Wealth is not a number. Wealth is the set of all transformations that you are capable of bringing about. There is no limit to wealth. There is a slight correlation between wealth and the amount of money, energy, land, and power you have, but they are all outdone by the amount of knowledge you have. In the long run, you can only pay people with unique knowledge (the kind of knowledge that the other person lacks). This is why you need to make a uniquely good product or service.

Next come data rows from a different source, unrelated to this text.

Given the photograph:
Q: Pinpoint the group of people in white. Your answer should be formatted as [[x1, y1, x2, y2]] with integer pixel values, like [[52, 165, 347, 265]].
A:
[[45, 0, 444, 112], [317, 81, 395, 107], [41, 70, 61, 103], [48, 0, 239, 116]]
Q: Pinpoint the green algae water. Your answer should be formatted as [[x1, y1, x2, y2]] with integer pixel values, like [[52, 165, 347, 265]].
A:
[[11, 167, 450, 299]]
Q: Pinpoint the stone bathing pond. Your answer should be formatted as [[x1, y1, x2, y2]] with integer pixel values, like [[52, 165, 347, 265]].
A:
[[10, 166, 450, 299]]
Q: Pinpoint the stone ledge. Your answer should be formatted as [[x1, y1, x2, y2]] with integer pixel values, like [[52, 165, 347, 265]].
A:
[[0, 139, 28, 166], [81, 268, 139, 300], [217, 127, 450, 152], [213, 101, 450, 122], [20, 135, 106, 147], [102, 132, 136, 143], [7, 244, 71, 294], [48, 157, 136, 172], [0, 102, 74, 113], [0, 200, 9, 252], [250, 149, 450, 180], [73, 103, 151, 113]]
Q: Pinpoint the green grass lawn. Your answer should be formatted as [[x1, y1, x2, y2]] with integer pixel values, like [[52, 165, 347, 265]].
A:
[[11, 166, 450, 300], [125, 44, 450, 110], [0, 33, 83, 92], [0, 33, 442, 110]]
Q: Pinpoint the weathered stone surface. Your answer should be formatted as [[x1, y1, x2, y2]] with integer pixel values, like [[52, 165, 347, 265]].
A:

  • This theory of wealth has reach: it applies at the individual and civilizational levels.
  • Wealth is a byproduct of knowledge.
  • Health, relationships, and wealth are byproducts of knowledge.
  • Charlie Munger (Warren Buffett’s business partner) has gone so far as to say that if you read and think enough, you don't have to work.
  • Wealth, like knowledge, is unlimited.
  • Resources and wealth can be found or created with new knowledge. Oil was seen as waste material (especially when it would seep out of the ground and slow down farming or construction) until the second half of the 1800s, then it became a resource that created huge wealth for Rockefeller.
  • A theory of how to turn a rock into a resource makes the rock a resource even without touching the rock. The second you develop the theory, the rock is now a resource—it is more valuable.
  • The thought (theory) of mining an asteroid made asteroids more valuable even though nobody has actually mined an asteroid yet.
  • Solar power made sunlight a resource. Before, it was only used by plants in photosynthesis.
  • Fire turned wood into a resource.
  • Nuclear fission turned uranium into a resource.

We create and uncover resources with knowledge.

People break the hierarchy rule (bigger things dominate smaller things) because we have general intelligence. We can come up with creative solutions that allow something small to make a big impact.

  • More accurate than the hierarchy rule: Things with more knowledge dominate things with less knowledge.

Learn quantum physics (Deutsch says there is no good book for beginners though).

  • He says that Faraday's physics is outdated and Feynman's physics is a little outdated too.

Deutsch recommends studying what interests you.

In the back of Deutsch's 2 books, there's a list of other books he recommends.

Be careful of "ism's" They are all fallible.

Listen to TokCast with Brett Hall.

Study Constructor theory. Read The Science of Can and Can't by Chiara Marletto.

  • It's a theory of what can and can't be done.

AI won’t replace humans. AI still requires humans to tell it what to make and to curate its output.

It is more important that you have a disobedient child than an obedient child. Because disobedience is what makes humans special. Disobedience = creativity.

Don't destroy the means of error correction. Free speech. Conjecture alternating with criticism. No dogma.

Deutsch: "It's the character that said that, not me. The character is Socrates. I'm doing what Plato did; I put my ideas into the mouth of Socrates and then I don't have to take responsibility for it."

Read and reread  Karl Popper.

Read and reread both of Deutsch's books.